Friday, February 13, 2015

Carpe Diem Special #132, Fuyuko Tomita's "the corner"

Dear Haijin, visitors and travelers,

It's time for another wonderful haiku written/composed by our featured (Dutch) haiku poetess Fuyuko Tomita. I think it's a beauty again, but this haiku is very different then we are used to I think. This haiku has four (4) lines and I am not sure if I could bring this back to three lines, so I haven't done that. I share it as she has done it on her website.

Kantooka  magatte shimatta  magarikado

Under a cold
street lamp
I’ve just turned
the corner

© Fuyuko Tomita

Credits: Japanese Street Lantern (photo © Jim Epler)
As you all know the goal of this CD-Special is to compose an all new haiku in the same sense, tone and spirit as the one given ... so here is my attempt to compose an all new haiku in (in hope) the same spirit as the one by Fuyuko Tomita.

rainy day
a stray tries to stay dry -
broken umbrella

© Chèvrefeuille

I hope the haiku by Fuyuko can be your source of inspiration and that I will read wonderful haiku inspired on this haiku.

This episode of our CD-Special will be open for your submissions tonight at 7.00 PM (CET) and will remain open until February 16th at noon (CET). I hope to publish our next episode, dream, later on. !! Carpe Diem Haiku Kai is now also on Tumblr !!


  1. Today (February 13th) I got an e-mail of Fuyuko Tomita in which she grants me permission to use her haiku and she explained why she sometimes uses four (4) lines for her haiku. I will share that part of her email here:

    [...] "When I translate Japanese haiku into English, I do not follow 5-7-5 form. The reason is that Japanese haiku has fewer syllables than english and in my feeling, better 3-5-3.
    The translater has to put extra words of her/his own to make English haiku, and most of the times it ruins the poem.
    I am very afraid that someone who is not a (good - the same energy) poet himself would ruin my poetic rythm. So I decided to translate it myself. (Can you imagine the fear?)
    My translation is not a direct translation from the original. I like to make English poem with the same feeling with the original. So my 'corner' haiku's original is exactly so in 4 lines in me.
    Some of the original haiku is so short that I have to put many extra words in English (which I think only allowed by the author herself). So please do not try to make English 5-7-5 haiku out of my haiku! I have been struggling in translation for a long time, and this is where I am now - my original Japanese haiku are haiku, but in English, a short poem with haiku spirit."[...]

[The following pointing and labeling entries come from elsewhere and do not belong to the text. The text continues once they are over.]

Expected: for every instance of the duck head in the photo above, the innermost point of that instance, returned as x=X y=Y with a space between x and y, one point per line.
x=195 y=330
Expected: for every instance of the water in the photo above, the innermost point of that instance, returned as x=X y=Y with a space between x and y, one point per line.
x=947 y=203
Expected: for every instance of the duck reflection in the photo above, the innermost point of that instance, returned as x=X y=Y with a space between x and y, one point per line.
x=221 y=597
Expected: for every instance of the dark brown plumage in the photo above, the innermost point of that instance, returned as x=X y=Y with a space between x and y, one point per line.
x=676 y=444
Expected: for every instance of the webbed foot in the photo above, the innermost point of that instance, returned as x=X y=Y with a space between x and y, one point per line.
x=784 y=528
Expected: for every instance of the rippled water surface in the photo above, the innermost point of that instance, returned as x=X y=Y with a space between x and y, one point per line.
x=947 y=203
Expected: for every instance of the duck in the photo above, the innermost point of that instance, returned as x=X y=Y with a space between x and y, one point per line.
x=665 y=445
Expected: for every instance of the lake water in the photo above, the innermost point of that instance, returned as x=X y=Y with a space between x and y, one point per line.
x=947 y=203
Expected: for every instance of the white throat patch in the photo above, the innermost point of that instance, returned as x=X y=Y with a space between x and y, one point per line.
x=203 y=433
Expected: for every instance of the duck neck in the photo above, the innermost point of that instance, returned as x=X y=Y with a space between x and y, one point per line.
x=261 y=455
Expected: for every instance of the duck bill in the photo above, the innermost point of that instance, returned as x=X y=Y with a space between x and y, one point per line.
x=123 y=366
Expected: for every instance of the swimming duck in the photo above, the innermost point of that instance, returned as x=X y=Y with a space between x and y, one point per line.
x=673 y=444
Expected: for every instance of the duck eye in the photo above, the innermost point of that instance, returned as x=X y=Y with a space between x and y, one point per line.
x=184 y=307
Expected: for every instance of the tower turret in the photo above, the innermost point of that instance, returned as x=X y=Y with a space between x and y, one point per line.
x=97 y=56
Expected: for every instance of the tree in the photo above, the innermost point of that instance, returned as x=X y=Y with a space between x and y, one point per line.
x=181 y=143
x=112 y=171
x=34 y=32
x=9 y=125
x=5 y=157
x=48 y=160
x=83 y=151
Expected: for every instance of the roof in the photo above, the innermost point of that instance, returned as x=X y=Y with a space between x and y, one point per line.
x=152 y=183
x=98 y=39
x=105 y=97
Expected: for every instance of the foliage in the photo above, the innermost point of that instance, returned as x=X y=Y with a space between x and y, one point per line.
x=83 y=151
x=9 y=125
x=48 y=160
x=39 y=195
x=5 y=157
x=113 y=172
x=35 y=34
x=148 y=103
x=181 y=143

    And of course I understand that. I am glad that my intuition gave me the thought to let the haiku as it is published by Fuyuko herself.

  2. nature’s moods are capricious

    There's no google for Lynn's comments. I'll post this here just as Girl Friday did. Sorry to trouble you Kris.

    That is true Lynn! Nature can go along any directions with minds of their own. Wonderful cascades!